Maybe place this function above xe_device_td_flush,
since xe_device_td_flush uses this function as a separate
execution path if the workaround is applied.  Otherwise:
Reviewed-by: Jonathan Cavitt <jonathan.cavitt at intel.com>
-Jonathan Cavitt

> +{
> +	struct xe_gt *gt;
> +	int err;
> +
> +	gt = xe_root_mmio_gt(xe);
> +
> +	if (!XE_WA(gt, 16023588340))
> +		return;
> +
> +	err = xe_force_wake_get(gt_to_fw(gt), XE_FW_GT);
> +	if (err)
> +		return;
> +
> +	xe_mmio_write32(gt, XE2_GLOBAL_INVAL, 0x1);
> +
> +	if (xe_mmio_wait32(gt, XE2_GLOBAL_INVAL, 0x1, 0x0, 150, NULL, true))

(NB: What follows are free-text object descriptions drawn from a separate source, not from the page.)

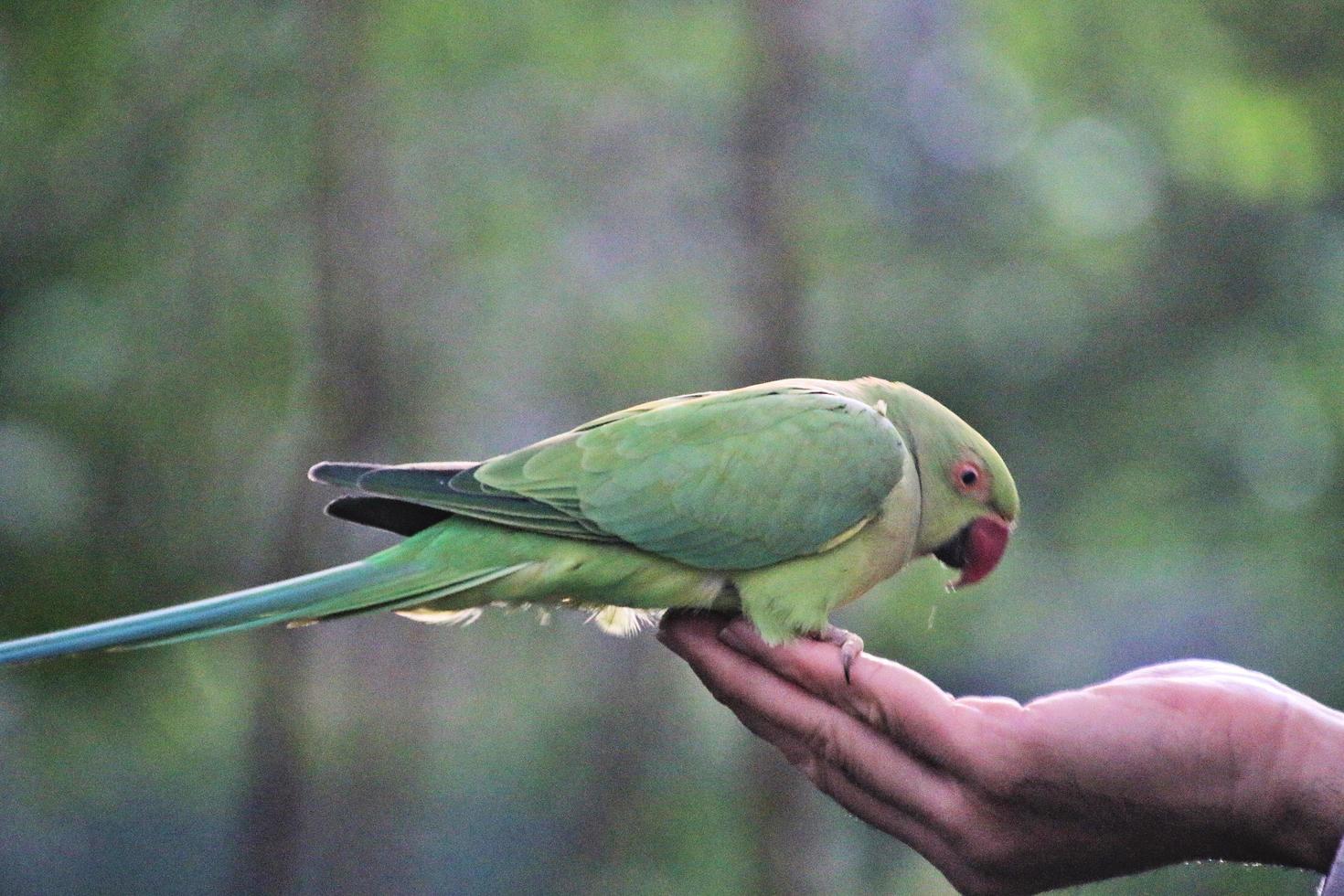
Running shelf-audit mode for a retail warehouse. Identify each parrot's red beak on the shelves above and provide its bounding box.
[933,516,1012,591]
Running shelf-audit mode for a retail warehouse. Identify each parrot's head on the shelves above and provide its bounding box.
[889,383,1020,589]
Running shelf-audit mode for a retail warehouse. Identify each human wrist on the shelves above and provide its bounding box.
[1269,704,1344,873]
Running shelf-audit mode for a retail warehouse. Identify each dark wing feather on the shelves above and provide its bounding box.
[326,495,452,538]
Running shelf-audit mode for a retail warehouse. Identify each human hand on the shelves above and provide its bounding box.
[658,613,1344,893]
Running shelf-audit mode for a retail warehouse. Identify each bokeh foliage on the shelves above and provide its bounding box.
[0,0,1344,893]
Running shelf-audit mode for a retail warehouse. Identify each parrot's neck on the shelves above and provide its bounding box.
[852,376,965,558]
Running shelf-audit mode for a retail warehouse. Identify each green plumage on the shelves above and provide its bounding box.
[0,379,1018,662]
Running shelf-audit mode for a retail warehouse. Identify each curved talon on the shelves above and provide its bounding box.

> +		xe_gt_err_once(gt, "Global invalidation timeout\n");
> +
> +	xe_force_wake_put(gt_to_fw(gt), XE_FW_GT);
> +}
> +
>  u32 xe_device_ccs_bytes(struct xe_device *xe, u64 size)
>  {
>  	return xe_device_has_flat_ccs(xe) ?
> diff --git a/drivers/gpu/drm/xe/xe_device.h b/drivers/gpu/drm/xe/xe_device.h
> index bb07f5669dbb..0a2a3e7fd402 100644
> --- a/drivers/gpu/drm/xe/xe_device.h
> +++ b/drivers/gpu/drm/xe/xe_device.h
> @@ -162,6 +162,7 @@ u64 xe_device_canonicalize_addr(struct xe_device *xe, u64 address);
>  u64 xe_device_uncanonicalize_addr(struct xe_device *xe, u64 address);
>  
>  void xe_device_td_flush(struct xe_device *xe);
> +void xe_device_l2_flush(struct xe_device *xe);
>  
>  static inline bool xe_device_wedged(struct xe_device *xe)
>  {
> diff --git a/drivers/gpu/drm/xe/xe_gt.c b/drivers/gpu/drm/xe/xe_gt.c
> index 57d84751e160..32268f13b82e 100644
> --- a/drivers/gpu/drm/xe/xe_gt.c
> +++ b/drivers/gpu/drm/xe/xe_gt.c
> @@ -10,6 +10,8 @@
>  #include <drm/drm_managed.h>
>  #include <drm/xe_drm.h>
>  
> +#include <generated/xe_wa_oob.h>
> +
>  #include "instructions/xe_gfxpipe_commands.h"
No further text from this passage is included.